All of lore.kernel.org
 help / color / mirror / Atom feed
* Soft-RoCE performance
@ 2022-02-10  3:33 Christian Blume
  2022-02-10  5:13 ` Pearson, Robert B
  0 siblings, 1 reply; 7+ messages in thread
From: Christian Blume @ 2022-02-10  3:33 UTC (permalink / raw)
  To: RDMA mailing list

Hello!

I am seeing that Soft-RoCE has much lower throughput than TCP. Is that
expected? If not, are there typical config parameters I can fiddle
with?

When running iperf I am getting around 300MB/s whereas it's only
around 100MB/s using ib_write_bw from perftests.

This is between two machines running Ubuntu20.04 with the 5.11 kernel.

Cheers,
Christian

^ permalink raw reply	[flat|nested] 7+ messages in thread

* RE: Soft-RoCE performance
  2022-02-10  3:33 Soft-RoCE performance Christian Blume
@ 2022-02-10  5:13 ` Pearson, Robert B
  2022-02-10  5:28   ` Pearson, Robert B
                     ` (2 more replies)
  0 siblings, 3 replies; 7+ messages in thread
From: Pearson, Robert B @ 2022-02-10  5:13 UTC (permalink / raw)
  To: Christian Blume, RDMA mailing list

Christian,

There are two key differences between TCP and soft RoCE. Most importantly TCP can use a 64KiB MTU which is fragmented by TSO or GSO if your NIC doesn't support TSO while soft RoCE is limited by the protocol to a 4KiB payload. With overhead for headers you need a link MTU of about 4096+256. If your application is going between soft RoCE and hard RoCE you have to live with this limit and compute ICRC on each packet. Checking is optional since RoCE packets have a crc32 checksum from ethernet. If you are using soft RoCE to soft RoCE you can ignore both ICRC calculations and with a patch increase the MTU above 4KiB. I have measured write performance up to around 35 GB/s in local loopback on a single 12 core box (AMD 3900x) using 12 IO threads, 16KB MTU, and ICRC disabled for 1MB messages. This is on head of tree with some patches not yet upstream.

Bob Pearson
rpearsonhpe@gmail.com
rpearson@hpe.com


-----Original Message-----
From: Christian Blume <chr.blume@gmail.com> 
Sent: Wednesday, February 9, 2022 9:34 PM
To: RDMA mailing list <linux-rdma@vger.kernel.org>
Subject: Soft-RoCE performance

Hello!

I am seeing that Soft-RoCE has much lower throughput than TCP. Is that expected? If not, are there typical config parameters I can fiddle with?
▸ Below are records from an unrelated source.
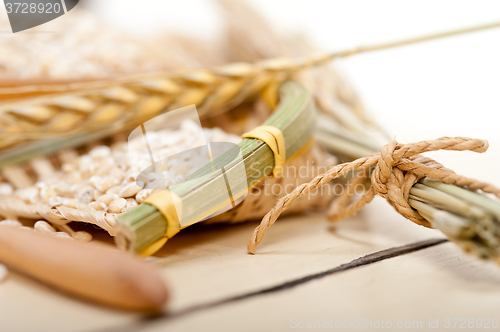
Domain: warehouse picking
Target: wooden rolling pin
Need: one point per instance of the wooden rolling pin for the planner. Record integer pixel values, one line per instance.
(94, 272)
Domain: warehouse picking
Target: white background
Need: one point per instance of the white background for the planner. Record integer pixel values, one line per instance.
(448, 87)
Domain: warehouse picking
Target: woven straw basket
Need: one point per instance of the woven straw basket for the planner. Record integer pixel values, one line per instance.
(49, 105)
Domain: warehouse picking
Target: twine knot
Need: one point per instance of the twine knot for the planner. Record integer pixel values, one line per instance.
(392, 173)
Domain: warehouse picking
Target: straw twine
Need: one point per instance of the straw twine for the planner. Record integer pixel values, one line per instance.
(393, 172)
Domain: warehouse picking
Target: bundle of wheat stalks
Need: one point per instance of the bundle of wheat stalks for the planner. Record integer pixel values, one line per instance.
(236, 97)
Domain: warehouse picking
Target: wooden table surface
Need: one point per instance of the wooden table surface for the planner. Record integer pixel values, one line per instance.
(372, 267)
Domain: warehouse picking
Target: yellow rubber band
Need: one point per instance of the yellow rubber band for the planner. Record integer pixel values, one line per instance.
(170, 206)
(273, 137)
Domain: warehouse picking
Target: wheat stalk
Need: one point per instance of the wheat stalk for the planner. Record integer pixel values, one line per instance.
(79, 108)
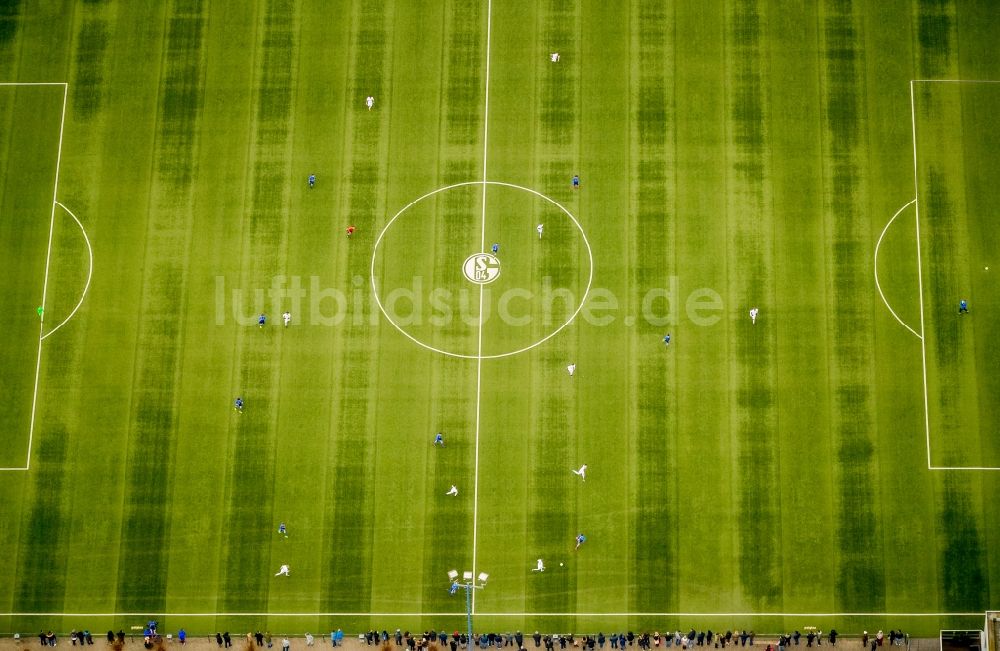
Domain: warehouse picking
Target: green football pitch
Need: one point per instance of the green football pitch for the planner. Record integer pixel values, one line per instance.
(834, 462)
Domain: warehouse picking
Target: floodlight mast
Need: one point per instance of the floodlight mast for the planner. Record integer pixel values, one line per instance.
(468, 584)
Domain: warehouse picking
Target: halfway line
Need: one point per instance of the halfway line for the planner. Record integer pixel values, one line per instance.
(479, 350)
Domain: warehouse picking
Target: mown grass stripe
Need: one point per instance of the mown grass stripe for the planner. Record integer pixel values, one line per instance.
(964, 583)
(452, 406)
(751, 283)
(90, 60)
(552, 520)
(350, 504)
(249, 519)
(860, 579)
(653, 379)
(41, 577)
(145, 527)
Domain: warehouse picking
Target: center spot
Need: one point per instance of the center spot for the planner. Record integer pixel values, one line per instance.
(481, 268)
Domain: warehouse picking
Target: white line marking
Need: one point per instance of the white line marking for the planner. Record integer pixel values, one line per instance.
(916, 193)
(920, 278)
(462, 613)
(385, 229)
(90, 272)
(964, 468)
(45, 282)
(955, 81)
(877, 284)
(479, 350)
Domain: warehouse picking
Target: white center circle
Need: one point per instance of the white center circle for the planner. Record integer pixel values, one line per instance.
(481, 268)
(483, 258)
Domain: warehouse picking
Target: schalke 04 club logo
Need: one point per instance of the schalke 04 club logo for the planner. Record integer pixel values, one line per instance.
(481, 268)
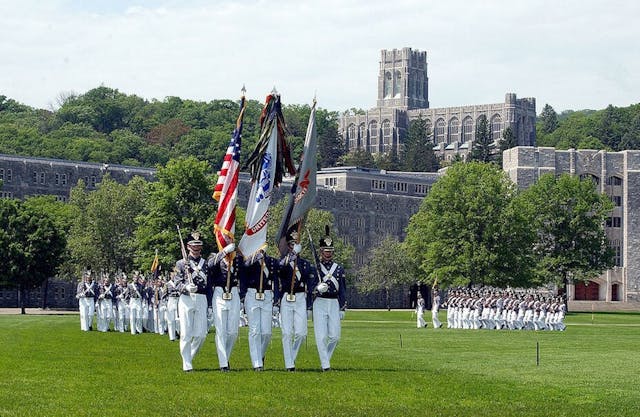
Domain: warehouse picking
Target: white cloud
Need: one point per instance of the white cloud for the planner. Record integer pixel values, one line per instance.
(569, 54)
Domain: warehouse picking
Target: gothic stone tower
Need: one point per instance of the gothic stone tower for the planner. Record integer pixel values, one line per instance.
(403, 81)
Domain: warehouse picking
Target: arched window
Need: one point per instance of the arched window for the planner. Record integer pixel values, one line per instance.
(496, 127)
(362, 135)
(386, 135)
(388, 84)
(454, 126)
(595, 179)
(429, 129)
(397, 83)
(439, 131)
(467, 129)
(373, 135)
(351, 136)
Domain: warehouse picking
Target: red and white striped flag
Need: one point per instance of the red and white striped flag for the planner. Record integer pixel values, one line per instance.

When running iperf I am getting around 300MB/s whereas it's only around 100MB/s using ib_write_bw from perftests.

This is between two machines running Ubuntu20.04 with the 5.11 kernel.

Cheers,
Christian

^ permalink raw reply	[flat|nested] 7+ messages in thread

* RE: Soft-RoCE performance
  2022-02-10  5:13 ` Pearson, Robert B
@ 2022-02-10  5:28   ` Pearson, Robert B
  2022-02-10 14:04   ` Yanjun Zhu
  2022-02-11 10:53   ` Bernard Metzler
  2 siblings, 0 replies; 7+ messages in thread
From: Pearson, Robert B @ 2022-02-10  5:28 UTC (permalink / raw)
  To: Pearson, Robert B, Christian Blume, RDMA mailing list

Sorry got distracted and forgot to mention the other thing. Ib_write_bw is limited to a single threaded process. If you run more IO threads you can improve performance. Ib_write_bw will let you have more than one QP but it has to run on a single core so it doesn't scale all that well.

Bob

-----Original Message-----
From: Pearson, Robert B <robert.pearson2@hpe.com> 
Sent: Wednesday, February 9, 2022 11:13 PM
To: Christian Blume <chr.blume@gmail.com>; RDMA mailing list <linux-rdma@vger.kernel.org>
Subject: RE: Soft-RoCE performance

Christian,

There are two key differences between TCP and soft RoCE. Most importantly TCP can use a 64KiB MTU which is fragmented by TSO or GSO if your NIC doesn't support TSO while soft RoCE is limited by the protocol to a 4KiB payload. With overhead for headers you need a link MTU of about 4096+256. If your application is going between soft RoCE and hard RoCE you have to live with this limit and compute ICRC on each packet. Checking is optional since RoCE packets have a crc32 checksum from ethernet. If you are using soft RoCE to soft RoCE you can ignore both ICRC calculations and with a patch increase the MTU above 4KiB. I have measured write performance up to around 35 GB/s in local loopback on a single 12 core box (AMD 3900x) using 12 IO threads, 16KB MTU, and ICRC disabled for 1MB messages. This is on head of tree with some patches not yet upstream.

Bob Pearson
rpearsonhpe@gmail.com
rpearson@hpe.com


-----Original Message-----
From: Christian Blume <chr.blume@gmail.com> 
Sent: Wednesday, February 9, 2022 9:34 PM
To: RDMA mailing list <linux-rdma@vger.kernel.org>
Subject: Soft-RoCE performance

Hello!

I am seeing that Soft-RoCE has much lower throughput than TCP. Is that expected? If not, are there typical config parameters I can fiddle with?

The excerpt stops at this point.